The source of geothermal energy is the continuous heat flux flowing from the interior of the earth towards its surface. Geothermal power plants pipe hot water or steam through wells that sometimes reach deep down to reservoirs underground. The thermal energy is then converted into electricity using different technologies:
- Dry steam power plants extract very hot steam from reservoirs in the earth. The steam activates turbines that generate electricity.
- Geothermal flash steam power plants use water temperatures of a least 182 C and convert it to steam to drive generator turbines. When the steam cools, it condenses water which is injected back into the ground to be used again.
- Geothermal binary cycle power plants can use water temperature as low as 57 C. The thermal energy is used to heat a fluid that turns into steam at low temperatures. This steam is pushed through a turbine to generate electricity. The water never touches the fluid and is re-injected into the well, where it heats up again, closing the cycle.
New IEC standard for steam turbines
For the geothermal industry to continue to prosper, notably as a viable alternative to fossil fuels, the technology used must meet proper safety and performance benchmarks. IEC International Standards ensure that systems and devices employed are tested and meet the appropriate standards of quality and efficiency. IEC Technical Committee 5 develops specifications and standards for the rating and testing of steam turbines. In 2020, it released the second edition of a key standard specifying the requirements for steam turbines: IEC 60045-1, which now includes automation safety specifications. The standard can be used for geothermal steam turbines but also for turbines employed in concentrated solar power plants, another form of renewable energy.
Viable alternative to fossil fuels as a result of COVID-19
As the price of oil has come down to historically low levels during the COVID-19 pandemic, it is no longer covering the costs of drilling, etc…Many see this as an opportunity to encourage oil companies, which are already investing in renewable energies, to make the switch to geothermal energy.
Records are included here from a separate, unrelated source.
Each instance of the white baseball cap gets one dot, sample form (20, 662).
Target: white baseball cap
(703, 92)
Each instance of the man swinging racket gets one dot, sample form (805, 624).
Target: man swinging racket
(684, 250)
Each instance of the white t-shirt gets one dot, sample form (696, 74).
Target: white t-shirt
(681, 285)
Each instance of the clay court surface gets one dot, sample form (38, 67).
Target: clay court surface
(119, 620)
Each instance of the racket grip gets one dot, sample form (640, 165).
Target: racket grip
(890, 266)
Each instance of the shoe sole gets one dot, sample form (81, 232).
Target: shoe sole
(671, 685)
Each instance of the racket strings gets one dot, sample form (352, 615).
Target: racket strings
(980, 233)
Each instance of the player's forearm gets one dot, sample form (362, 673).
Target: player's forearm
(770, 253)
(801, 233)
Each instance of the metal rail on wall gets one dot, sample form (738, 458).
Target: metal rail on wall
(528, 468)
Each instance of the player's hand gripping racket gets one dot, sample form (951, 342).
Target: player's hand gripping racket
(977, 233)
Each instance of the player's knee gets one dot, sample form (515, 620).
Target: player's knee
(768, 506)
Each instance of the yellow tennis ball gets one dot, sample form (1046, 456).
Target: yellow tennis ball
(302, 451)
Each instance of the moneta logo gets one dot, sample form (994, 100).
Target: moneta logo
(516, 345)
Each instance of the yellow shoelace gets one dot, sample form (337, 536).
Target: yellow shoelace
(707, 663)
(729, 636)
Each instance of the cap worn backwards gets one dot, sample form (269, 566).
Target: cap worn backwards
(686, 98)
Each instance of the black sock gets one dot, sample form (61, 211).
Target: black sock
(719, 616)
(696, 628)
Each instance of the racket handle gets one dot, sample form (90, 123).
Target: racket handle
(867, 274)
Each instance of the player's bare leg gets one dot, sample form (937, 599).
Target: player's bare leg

“The overlap between geothermal and oil and gas is in exploring, drilling and production. With this comes expert understanding of the earth’s sub-surface. It takes expert knowledge to find the right spots to drill, how to drill, what equipment is needed, and how to use it. During the current crisis, many skilled workers in oil and gas drilling companies are on standby. These workers could be re-deployed to the geothermal sector,” says Marit Brommer, the Executive Director of the International Geothermal Association (IGA) in an interview on the REN21 site.
If oil companies do seize the opportunity to switch at least partly to geothermal energy, IEC International Standards are there to help.